The Government’s funding increases for adult social care are ‘no-where near adequate’ and will not benefit the areas most in need, economists say.
The communities secretary Sajid Javid announced today councils will be allowed to increase council tax by 6% over the next two years in order to fund social care services.
However, new analysis conducted by economists at the International Longevity Centre - UK (ILC-UK) has found raising the social care precept would only bring in more money per older person for authorities where the older population accounts for a smaller overall proportion.
For example, a 3% precept in Tower Hamlets raises £160 for every person over the age of 65, whereas in West Somerset it only brings in £53 per older person.
This is despite the fact the latter has the highest proportion of older people in the country and only 6% of the former’s population is over 65.
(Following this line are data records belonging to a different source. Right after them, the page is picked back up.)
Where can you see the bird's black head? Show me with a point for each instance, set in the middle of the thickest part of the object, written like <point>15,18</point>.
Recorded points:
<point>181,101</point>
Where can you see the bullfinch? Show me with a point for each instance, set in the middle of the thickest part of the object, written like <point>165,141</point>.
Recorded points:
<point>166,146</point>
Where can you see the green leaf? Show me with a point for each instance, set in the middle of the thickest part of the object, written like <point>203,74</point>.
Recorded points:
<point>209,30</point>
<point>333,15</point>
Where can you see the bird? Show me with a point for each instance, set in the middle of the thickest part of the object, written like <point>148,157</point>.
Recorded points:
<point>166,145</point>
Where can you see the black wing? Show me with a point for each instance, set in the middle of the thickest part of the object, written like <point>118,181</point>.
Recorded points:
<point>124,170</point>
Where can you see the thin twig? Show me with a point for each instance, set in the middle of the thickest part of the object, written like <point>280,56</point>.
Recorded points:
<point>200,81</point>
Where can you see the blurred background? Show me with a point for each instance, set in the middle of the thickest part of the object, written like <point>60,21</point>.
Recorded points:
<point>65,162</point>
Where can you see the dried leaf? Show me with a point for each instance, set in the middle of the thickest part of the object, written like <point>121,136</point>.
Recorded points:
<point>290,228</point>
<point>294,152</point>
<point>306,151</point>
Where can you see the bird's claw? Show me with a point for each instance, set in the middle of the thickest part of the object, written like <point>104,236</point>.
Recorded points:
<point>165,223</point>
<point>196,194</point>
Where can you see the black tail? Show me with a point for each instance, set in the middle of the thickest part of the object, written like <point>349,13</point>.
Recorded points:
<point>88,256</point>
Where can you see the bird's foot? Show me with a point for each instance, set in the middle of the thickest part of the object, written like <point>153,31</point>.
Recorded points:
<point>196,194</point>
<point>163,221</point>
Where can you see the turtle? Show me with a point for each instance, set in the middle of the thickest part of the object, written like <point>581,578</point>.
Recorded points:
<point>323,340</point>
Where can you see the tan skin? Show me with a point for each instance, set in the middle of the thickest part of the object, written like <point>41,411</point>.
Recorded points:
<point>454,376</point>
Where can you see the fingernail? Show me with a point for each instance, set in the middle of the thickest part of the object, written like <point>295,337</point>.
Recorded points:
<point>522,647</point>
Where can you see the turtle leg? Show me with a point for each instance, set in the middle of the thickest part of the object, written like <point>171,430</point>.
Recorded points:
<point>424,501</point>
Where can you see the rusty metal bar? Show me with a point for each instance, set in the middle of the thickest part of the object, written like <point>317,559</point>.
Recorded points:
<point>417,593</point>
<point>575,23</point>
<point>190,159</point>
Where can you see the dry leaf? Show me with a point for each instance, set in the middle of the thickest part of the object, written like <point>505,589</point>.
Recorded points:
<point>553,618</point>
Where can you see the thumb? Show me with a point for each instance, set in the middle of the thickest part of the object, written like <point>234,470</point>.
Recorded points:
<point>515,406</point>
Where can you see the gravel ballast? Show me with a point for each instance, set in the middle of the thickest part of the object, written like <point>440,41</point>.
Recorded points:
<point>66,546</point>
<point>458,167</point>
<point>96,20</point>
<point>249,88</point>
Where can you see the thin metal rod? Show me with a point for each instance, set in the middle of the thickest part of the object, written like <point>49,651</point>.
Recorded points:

Ben Franklin, head of economics at ILC-UK said the Government’s announcement was about ‘spin not substance’.
‘Simply raising the precept will be no-where near adequate to meeting the care needs of the UK’s ageing population and will exacerbate the extreme post-code lottery that already exists for people trying to access care services,’ he explained.
‘The sector faces significant short and long term pressures including meeting the new living wage and supporting an increasing number of older people with complex care needs.
‘Yet, the level of funding does not reflect this. We urgently need a new settlement. The cracks cannot be papered over any longer.’